Understanding Antlers
The first step to really understanding the difference is to understand the basics of how Antlers works.
On a high level, we pass an array of data along with a template, and then parse it, replacing your tags with variables of the same name, if any are found. It might look something like this:
$variables = [
'favorite' => 'bacon',
'brands' => [
['name' => 'Lagavulin', 'location' => 'Scotland'],
['name' => 'Jameson', 'location' => 'Ireland'],
]
];
$template = '
My favorite food is {{ favorite }}.
Here are some whisky brands:
{{ brands }}
{{ name }} from {{ location }}
{{ /brands }}
I am on the {{ env:APP_ENV }} environment.
';
return Parse::template($template, $variables);
Here you have a simple single tag variable (favorite
) that just spits out the string value, and a tag pair (brands
) that loops over the array and replaces child keys with their appropriate values.
The above would output something like this:
My favorite food is bacon.
Here are some whiskey brands:
Lagavulin from Scotland
Jameson from Ireland
I am on the production environment.
But what happened with {{ env:APP_ENV }}
? There’s no env value anywhere in the array.
Antlers didn’t find any env
variable, so it looked outside the data to see if there is a Tag named env
.
It just so happened that there was, so it executed the code in that Tag method, reading APP_ENV
from your .env
file, and returning the found value, which happened to be production
.
What variables get sent to your templates
The above is an example of a hardcoded set of variables, but what actually gets sent into your template?
- On all URLs, all the global variables are added for you.
- On all URLs, all of your globals are added for you, too.
- If you’re on an entry URL, that entry’s variables would be available.

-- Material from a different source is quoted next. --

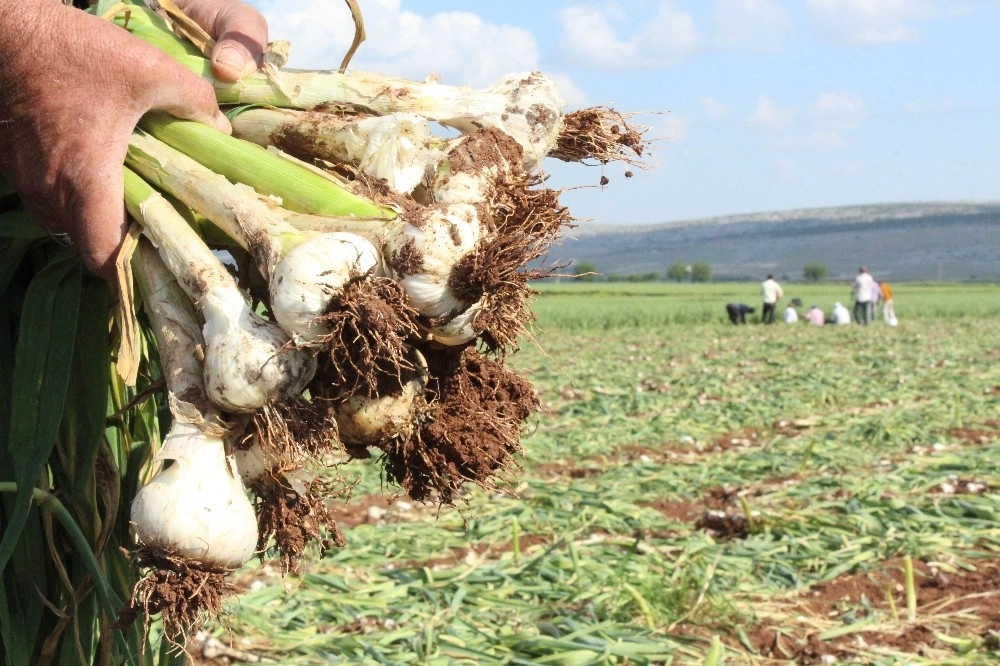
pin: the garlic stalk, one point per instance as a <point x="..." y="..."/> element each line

If you were on a Page, that page’s variables would be available, and so on.
So, if only that set of data is sent to your template, how would you get data from other places?
That’s where tags come in.
For instance, the Collection Tag will grab entries, and make their variables available to you within the tag pair. Now, if you didn’t notice, now the Collection Tag is basically doing what was explained above. The stuff between the tag pair is another mini-template, and the entry’s variables is the data array. How meta!
The differences
Usage in conditionals
Tags require single braces inside conditions, variables do not.
Variable usage:
{{ if environment == "production" }}
Tag usage:
{{ if {env:APP_ENV} == "production" }}
Modifiers and parameters
Variables can have modifiers applied to them, tags cannot.
Tags can have parameters, variables cannot*.
Applying a modifier to a variable: OK!
food: bacon
{{ food | backspace:2 }}
bac
Applying a modifier to a tag: NO!
{{ some_tag | reverse }}
- However, the “parameter syntax” modifiers may look like Tag parameters.
Applying a modifier to a variable using param syntax:
{{ food backspace="2" }}
bac
Applying a modifier to a tag using param syntax:
{{ some_tag backspace="2" }}
This would only do something if the tag is expecting a parameter named backspace. It will not apply the backspace modifier.